Session Overview
Session
WS5: Care and welfare policies
Time:
Thursday, 01/Sep/2016:
9:00 - 11:00

Session Chair: Judith Kaschowitz, TU Dortmund
Location: 2.106
capacity: 50 beamer available Emil-Figge-Straße 50

Presentations

The experience of Arab social workers treating Arab fathers at parent-child centers in Israel in the context of political and gender conflict

Jammal-Abboud, Romain1; Blit-Cohen, Edith2

1Haifa University, Israel; 2Hebrew University, Israel

The multicultural approach highlights the need to adapt social services for the general population to different cultural groups and minorities. The need for cultural adaptation is particularly important in Arab society in Israel, which is in a process of social and cultural transition. However, Arab social workers are not trained to provide culturally appropriate responses in this context. Rather, they usually act as representatives of the state in a context of political conflict, and this situation leads to cultural insensitivity on two levels. The article describes and examines the experience of social workers working with men in Arab society, and discusses the conflict inherent in their role as therapists on the one hand and as representatives of the Israeli establishment on the other. The study was based on in-depth interviews with 15 Arab social workers treating Arab fathers at parent-child centers in Israel. The findings indicate that the therapeutic encounter reflects the characteristics of their culture, and reflect the cultural and gender-based tensions that the social workers experience in the encounter with their clients. The findings further indicate that the social workers need to be aware of the social attitude of the fathers, and need to recognize the similarities and differences between their own cultural perspectives and the fathers' perspectives. The article contributes to the literature by focusing on the challenges inherent in the therapeutic encounter between Arab social workers and their clients, and highlights the complexity of their situation. Finally, it points to the lack of adequate academic preparation for Arab social workers in Israeli universities, as well as to the lack of support for those social workers and the challenges they face in their work.

Key words: culturally sensitive therapy, Arab society in Israel, therapeutic work with fathers, parent-child centers, social work

WS5-Jammal-Abboud-The experience of Arab social workers treating Arab fathers.pdf

Between objective needs and moral acceptance – outsourcing carework in Germany & UK

Nisic, Natascha

University of Hamburg, Germany

Unpaid household labor and the provision of care within families present an important determinant for individual and collective welfare. However, the increase of dual-earner couples and demographic shifts challenge traditional, mostly gendered arrangements of paid and unpaid labor within the household. Households are thus increasingly confronted with the decision whether to produce these ‘commodities’ by themselves or to buy services on the market. While economic explanations emphasize the relevance of time and labor costs for such outsourcing decisions, from a sociological viewpoint domestic work is deeply embedded in a normative and moral framework about family and gender which defines the very boundary between the market and the private household (Geissler, 2006; Lutz 2008).

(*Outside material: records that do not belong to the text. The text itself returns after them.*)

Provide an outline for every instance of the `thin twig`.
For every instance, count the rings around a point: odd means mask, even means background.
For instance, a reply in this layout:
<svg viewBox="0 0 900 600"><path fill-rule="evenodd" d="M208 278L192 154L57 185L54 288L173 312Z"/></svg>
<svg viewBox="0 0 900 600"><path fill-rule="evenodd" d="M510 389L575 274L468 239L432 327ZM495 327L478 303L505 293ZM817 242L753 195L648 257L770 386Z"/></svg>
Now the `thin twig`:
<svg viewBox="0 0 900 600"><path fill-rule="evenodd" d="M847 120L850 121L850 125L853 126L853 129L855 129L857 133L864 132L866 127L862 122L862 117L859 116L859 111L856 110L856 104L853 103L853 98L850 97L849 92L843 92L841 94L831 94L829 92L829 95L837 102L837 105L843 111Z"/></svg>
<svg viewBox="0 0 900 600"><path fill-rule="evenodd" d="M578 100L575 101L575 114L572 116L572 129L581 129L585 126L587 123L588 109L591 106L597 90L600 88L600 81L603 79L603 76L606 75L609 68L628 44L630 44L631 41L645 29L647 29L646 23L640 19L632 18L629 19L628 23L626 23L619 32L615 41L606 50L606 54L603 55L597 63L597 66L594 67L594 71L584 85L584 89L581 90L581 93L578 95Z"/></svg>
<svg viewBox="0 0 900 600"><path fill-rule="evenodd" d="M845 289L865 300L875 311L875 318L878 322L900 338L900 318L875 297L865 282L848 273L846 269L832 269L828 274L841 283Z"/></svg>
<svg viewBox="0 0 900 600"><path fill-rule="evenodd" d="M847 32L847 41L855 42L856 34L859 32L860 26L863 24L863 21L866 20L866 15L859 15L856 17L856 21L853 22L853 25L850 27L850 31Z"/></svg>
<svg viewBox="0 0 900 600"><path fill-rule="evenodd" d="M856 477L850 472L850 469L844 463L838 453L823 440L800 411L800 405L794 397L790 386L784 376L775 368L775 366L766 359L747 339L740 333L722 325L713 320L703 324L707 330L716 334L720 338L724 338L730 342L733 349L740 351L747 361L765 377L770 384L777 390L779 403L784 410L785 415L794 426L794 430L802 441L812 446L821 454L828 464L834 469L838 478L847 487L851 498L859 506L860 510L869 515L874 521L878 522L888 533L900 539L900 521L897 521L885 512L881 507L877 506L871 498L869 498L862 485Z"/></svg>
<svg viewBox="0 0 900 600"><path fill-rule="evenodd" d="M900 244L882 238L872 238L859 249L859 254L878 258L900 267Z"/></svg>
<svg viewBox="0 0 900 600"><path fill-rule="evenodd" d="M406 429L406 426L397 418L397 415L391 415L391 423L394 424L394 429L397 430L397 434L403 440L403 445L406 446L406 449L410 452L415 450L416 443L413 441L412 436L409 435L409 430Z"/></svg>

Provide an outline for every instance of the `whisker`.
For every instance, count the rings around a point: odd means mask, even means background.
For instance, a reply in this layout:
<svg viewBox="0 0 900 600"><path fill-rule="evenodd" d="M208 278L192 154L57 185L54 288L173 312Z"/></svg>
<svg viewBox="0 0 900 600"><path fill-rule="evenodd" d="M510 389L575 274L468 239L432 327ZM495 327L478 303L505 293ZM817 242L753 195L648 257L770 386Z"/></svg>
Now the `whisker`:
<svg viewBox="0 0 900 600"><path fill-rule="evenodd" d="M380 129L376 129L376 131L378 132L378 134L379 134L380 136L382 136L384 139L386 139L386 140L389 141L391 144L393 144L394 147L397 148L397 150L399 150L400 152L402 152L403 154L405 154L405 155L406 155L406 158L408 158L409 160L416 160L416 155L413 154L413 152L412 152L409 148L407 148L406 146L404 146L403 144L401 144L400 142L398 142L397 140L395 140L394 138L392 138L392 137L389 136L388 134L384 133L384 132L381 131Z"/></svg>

Against this background the paper analyzes the demand for domestic services and child care in Germany and the UK during the past two decades. The central hypothesis states that the cultural framing of domestic work as “labor of love”, which plays a key role in the social construction of family life and gender identity, presents a crucial determinant whether domestic services are accepted as a substitute for own carework. The empirical analysis is based on a comparison of the UK, and East and West Germany using the German Socio-economic Panel (waves 1992-2012) and the British Household Survey (waves 1992-2008). The results indicate that in West Germany and the UK the actual demand for paid household services laggs behind „objective” needs supporting the idea that cultural and institutional framings are crucial for explaining patterns of demand.